Her answer took a while to come out. It wasn't even really an answer; more like she was talking to herself, and he happened to be there as she scrubbed her hands dry on the saddle blanket of a horse.
"Prepare for the unpreparable."
She looked over his way and he seemed unaccountably more familiar in her eyes. Much subterranean thinking went into this. A lot of what he had said had missed her because she'd never thought of herself as limited by what she knew before. But it seemed apparent now: there were things she knew and things she didn't know. Other people knew things she didn't know.
"You make mistakes and you learn from them, then... You..."
Words failed her. Lacking formal education or even rigorous struggle, there was no way for her to discuss "categories" of mistakes, of generalizing, of abstracting from principles. She felt, but was unable to say, that there were categories of mistakes to learn from and orient one's self towards. Frustrating.
There was a flash of vulnerable inability in her dark eyes; then she turned back to her horse. For some reason she thought of the mutant titan in the dungeon, the one Levi meant to leave for Hange. She didn't know. She was starting to learn, now.

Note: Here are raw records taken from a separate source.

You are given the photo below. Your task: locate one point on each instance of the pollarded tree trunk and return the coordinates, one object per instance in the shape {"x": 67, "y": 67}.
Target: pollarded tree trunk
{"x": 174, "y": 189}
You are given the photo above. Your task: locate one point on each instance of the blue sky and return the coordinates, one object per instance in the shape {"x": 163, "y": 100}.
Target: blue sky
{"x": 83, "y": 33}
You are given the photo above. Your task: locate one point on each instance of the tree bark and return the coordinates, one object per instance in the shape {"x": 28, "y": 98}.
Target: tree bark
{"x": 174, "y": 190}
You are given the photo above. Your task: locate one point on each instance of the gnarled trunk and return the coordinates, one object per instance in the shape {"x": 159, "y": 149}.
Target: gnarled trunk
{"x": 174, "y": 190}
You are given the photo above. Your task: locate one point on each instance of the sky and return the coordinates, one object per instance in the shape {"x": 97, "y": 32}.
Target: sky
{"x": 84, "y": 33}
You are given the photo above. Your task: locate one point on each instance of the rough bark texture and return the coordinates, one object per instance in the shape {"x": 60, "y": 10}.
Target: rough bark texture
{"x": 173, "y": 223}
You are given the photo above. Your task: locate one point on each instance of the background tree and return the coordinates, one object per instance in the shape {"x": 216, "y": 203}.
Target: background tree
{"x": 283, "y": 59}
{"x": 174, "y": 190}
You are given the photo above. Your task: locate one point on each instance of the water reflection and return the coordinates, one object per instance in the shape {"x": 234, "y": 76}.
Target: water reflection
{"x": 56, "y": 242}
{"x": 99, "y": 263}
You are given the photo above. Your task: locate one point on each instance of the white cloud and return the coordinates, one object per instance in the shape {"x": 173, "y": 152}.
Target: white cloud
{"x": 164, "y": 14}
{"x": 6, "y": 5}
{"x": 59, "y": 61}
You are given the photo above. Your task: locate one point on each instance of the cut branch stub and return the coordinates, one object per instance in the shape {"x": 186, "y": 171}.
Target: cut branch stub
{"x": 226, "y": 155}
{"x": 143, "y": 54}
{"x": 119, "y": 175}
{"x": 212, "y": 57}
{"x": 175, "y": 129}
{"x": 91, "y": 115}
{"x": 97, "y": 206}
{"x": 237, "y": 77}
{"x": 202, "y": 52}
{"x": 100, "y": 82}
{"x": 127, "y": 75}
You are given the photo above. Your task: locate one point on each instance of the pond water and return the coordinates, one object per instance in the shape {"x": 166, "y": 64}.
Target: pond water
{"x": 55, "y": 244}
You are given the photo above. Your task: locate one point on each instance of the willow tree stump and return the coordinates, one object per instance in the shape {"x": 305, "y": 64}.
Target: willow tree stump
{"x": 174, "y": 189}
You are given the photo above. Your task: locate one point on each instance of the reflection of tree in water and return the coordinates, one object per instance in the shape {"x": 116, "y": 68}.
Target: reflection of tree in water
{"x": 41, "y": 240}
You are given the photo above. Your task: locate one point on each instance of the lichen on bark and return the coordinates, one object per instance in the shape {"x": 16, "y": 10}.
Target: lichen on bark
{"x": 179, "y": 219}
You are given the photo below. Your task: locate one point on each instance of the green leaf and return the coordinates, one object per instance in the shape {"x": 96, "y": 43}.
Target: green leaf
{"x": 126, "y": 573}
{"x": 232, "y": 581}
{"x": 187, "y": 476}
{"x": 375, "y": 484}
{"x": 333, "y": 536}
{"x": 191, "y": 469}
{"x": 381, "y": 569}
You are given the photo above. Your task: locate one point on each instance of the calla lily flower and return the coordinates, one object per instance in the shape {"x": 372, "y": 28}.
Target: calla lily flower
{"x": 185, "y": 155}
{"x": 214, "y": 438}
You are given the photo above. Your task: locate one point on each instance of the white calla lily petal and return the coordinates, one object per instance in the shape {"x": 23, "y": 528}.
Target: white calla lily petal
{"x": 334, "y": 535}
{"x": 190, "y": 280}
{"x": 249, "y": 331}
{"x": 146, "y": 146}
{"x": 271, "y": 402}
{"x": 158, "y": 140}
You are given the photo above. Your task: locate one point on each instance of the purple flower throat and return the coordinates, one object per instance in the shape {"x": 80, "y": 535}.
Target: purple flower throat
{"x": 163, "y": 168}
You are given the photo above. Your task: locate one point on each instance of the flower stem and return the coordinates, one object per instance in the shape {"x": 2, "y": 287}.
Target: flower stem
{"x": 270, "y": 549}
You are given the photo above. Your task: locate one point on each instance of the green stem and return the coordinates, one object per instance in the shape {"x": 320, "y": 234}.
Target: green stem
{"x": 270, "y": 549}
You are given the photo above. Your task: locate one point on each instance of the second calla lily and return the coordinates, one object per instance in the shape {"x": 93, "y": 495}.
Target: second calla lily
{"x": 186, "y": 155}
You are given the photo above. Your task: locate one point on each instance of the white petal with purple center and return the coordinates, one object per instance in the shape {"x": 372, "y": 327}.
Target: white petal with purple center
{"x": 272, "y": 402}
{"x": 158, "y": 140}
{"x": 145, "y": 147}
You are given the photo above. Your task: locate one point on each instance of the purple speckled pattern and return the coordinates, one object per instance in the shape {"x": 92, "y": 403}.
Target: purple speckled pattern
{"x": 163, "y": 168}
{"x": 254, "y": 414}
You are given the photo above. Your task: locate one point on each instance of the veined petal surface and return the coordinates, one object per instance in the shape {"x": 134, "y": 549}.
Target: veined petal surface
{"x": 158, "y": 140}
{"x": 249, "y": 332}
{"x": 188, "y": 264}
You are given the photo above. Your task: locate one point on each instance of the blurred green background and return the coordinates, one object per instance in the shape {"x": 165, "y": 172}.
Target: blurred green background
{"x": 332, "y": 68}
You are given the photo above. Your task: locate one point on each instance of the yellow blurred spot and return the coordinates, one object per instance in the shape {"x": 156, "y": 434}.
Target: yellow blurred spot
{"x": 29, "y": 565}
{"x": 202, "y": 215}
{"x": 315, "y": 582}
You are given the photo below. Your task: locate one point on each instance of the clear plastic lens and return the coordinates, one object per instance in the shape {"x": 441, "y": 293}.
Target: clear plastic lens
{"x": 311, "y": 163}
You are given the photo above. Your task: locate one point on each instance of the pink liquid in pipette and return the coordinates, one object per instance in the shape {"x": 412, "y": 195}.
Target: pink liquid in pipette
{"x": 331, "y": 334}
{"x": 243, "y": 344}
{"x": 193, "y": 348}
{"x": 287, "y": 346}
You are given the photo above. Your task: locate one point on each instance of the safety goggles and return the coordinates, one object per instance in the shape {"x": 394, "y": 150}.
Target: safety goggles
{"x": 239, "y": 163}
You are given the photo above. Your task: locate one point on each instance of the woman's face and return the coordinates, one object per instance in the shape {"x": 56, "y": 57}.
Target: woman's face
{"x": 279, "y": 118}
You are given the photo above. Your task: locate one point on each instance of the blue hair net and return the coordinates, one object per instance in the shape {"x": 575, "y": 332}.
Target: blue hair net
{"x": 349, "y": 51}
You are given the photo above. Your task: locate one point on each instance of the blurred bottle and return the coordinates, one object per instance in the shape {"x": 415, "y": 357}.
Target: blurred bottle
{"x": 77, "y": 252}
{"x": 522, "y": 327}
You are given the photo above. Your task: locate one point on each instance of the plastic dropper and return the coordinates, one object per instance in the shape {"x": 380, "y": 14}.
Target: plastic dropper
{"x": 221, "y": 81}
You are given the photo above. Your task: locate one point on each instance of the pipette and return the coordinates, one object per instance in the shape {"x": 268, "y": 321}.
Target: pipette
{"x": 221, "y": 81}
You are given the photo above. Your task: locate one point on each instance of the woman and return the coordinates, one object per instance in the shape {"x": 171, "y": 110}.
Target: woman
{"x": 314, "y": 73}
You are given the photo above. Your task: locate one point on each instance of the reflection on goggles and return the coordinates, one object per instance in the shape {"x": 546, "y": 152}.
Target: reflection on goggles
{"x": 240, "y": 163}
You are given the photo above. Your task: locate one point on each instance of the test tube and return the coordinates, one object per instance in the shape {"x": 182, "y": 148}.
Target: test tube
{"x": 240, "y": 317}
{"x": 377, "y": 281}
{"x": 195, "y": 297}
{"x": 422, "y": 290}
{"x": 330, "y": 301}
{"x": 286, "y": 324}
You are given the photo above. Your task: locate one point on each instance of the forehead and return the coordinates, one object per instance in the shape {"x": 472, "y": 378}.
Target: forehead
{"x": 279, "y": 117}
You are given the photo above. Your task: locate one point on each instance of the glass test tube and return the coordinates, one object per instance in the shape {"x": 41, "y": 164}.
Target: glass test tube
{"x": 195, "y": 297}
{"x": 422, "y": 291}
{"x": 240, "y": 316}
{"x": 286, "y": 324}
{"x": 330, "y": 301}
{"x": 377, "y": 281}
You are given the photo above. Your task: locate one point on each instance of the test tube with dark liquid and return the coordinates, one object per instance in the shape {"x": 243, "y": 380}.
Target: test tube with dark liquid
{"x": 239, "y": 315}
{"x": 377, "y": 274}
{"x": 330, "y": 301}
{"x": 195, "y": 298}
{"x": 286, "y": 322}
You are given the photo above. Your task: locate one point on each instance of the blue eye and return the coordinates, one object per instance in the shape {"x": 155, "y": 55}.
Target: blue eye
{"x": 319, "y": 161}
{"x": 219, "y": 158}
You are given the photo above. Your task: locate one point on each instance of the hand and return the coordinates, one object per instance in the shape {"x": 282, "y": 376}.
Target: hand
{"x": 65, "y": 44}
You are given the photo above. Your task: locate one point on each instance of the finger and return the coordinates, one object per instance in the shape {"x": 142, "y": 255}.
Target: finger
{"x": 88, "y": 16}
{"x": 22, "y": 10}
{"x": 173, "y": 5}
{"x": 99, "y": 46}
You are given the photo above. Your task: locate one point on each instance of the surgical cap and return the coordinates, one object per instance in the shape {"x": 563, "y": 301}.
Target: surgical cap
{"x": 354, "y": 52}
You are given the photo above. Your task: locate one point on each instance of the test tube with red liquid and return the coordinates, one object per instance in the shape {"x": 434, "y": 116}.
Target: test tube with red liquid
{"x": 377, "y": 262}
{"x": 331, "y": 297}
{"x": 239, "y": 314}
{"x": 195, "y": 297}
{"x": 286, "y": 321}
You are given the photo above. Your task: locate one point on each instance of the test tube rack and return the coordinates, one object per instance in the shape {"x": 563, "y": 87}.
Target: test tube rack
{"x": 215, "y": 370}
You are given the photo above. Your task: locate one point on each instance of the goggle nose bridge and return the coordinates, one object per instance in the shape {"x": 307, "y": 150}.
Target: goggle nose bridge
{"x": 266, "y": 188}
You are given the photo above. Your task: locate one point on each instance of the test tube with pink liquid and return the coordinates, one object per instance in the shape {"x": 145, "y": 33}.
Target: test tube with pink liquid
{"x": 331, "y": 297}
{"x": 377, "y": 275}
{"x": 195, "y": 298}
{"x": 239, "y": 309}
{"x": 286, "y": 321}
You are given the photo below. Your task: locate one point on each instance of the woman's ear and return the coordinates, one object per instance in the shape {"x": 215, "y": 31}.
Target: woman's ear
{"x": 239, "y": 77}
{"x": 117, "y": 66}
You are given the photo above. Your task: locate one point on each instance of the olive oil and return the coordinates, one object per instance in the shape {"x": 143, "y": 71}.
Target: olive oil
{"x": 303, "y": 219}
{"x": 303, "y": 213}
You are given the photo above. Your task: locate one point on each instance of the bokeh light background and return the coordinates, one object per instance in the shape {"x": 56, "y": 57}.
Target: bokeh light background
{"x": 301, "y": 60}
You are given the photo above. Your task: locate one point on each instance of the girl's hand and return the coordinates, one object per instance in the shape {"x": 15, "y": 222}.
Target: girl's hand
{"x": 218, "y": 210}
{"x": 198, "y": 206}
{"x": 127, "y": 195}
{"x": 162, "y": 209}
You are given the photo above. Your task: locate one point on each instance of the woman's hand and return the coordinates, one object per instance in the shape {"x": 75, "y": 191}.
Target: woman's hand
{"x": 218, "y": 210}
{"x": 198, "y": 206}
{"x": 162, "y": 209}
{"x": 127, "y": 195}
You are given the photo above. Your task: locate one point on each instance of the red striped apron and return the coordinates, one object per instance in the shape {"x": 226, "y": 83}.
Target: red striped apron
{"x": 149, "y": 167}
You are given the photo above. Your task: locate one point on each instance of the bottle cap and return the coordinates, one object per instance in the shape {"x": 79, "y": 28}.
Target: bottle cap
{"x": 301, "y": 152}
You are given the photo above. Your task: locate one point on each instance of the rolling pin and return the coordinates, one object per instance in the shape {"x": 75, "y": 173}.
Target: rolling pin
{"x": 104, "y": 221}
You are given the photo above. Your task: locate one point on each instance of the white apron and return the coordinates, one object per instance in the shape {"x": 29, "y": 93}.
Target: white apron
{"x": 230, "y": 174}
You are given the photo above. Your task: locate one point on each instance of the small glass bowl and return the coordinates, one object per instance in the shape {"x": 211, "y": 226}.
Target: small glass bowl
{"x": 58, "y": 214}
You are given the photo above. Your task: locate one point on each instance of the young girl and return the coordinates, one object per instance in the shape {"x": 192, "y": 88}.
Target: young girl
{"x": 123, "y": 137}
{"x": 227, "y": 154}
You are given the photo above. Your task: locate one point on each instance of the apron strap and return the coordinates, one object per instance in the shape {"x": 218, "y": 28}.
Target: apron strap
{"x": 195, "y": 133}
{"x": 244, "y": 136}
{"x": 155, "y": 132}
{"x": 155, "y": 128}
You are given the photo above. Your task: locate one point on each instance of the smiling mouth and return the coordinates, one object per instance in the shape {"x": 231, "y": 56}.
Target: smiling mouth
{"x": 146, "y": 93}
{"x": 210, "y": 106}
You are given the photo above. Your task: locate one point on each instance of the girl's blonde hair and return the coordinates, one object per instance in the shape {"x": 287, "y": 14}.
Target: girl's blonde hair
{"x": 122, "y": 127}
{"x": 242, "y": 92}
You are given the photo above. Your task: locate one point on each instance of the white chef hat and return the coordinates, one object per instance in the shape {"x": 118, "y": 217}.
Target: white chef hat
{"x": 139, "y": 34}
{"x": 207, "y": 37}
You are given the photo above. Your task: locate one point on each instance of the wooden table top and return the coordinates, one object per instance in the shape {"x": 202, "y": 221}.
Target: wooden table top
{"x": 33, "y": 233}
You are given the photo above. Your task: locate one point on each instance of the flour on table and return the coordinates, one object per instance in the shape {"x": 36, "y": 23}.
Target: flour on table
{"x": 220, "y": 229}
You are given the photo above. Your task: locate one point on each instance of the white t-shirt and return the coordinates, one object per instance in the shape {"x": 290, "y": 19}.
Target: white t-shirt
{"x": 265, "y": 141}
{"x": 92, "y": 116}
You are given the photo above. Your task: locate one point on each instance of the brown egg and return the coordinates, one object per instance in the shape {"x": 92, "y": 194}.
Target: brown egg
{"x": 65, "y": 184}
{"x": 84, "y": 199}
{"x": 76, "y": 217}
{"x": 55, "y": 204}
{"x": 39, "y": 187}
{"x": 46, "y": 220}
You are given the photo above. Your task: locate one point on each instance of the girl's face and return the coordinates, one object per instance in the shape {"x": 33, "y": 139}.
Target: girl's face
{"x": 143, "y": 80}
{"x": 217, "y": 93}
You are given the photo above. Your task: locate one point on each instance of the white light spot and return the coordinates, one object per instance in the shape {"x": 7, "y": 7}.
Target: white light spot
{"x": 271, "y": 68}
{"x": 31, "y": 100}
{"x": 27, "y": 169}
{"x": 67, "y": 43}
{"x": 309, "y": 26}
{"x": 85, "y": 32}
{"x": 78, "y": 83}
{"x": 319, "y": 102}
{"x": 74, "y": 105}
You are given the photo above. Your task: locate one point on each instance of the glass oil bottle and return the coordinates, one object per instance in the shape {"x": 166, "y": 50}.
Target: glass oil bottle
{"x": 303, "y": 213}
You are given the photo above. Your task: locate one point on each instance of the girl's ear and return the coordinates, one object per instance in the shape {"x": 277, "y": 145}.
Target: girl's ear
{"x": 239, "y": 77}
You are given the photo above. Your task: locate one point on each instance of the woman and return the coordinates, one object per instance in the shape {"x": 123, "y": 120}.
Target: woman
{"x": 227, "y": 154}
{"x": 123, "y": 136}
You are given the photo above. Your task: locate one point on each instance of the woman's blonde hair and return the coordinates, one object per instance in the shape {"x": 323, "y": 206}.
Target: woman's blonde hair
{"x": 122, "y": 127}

"We should go back," she finally said. As if it wasn't clearly what he'd already planned.
no subject
Levi shook the wetness from his hands before joining Mikasa with the horses. He listened to her speak, idly looking over their supplies, re-securing and tightening some of the ropes while making a few other adjustments. But she had his attention, even if she didn't want it, and once she was finished, he held her eye. A warmth stirred in him, somewhere low in his chest, and he walked to her side.
It was the natural direction; as it turned out, Mikasa had (likely at random) used the saddle blanket on the back of his horse to dry her hands. This afforded him the opportunity to pat her head, close to where her hair had been sticking up after she'd just awoken.
"All right. Saddle up."
This time he added an affectionate rumple before hoisting himself up and onto his horse.
WOW I SUCK
When they returned there was the usual debrief, unpacking, seeing to the horses. Armin and Eren would not be back until after dark. She thought mostly about bathing and sleeping, though it brought to mind the pungent scent of mildew. After that - never again did she want to feel as lost as she had at the castle. She thought tomorrow she would talk to Hange and some of the older corps to get a better understanding of what they looked for. Probably there were some books, too. Maybe Armin could help. Levi might have some suggestions.
Tomorrow she would definitely have to talk to Levi about it.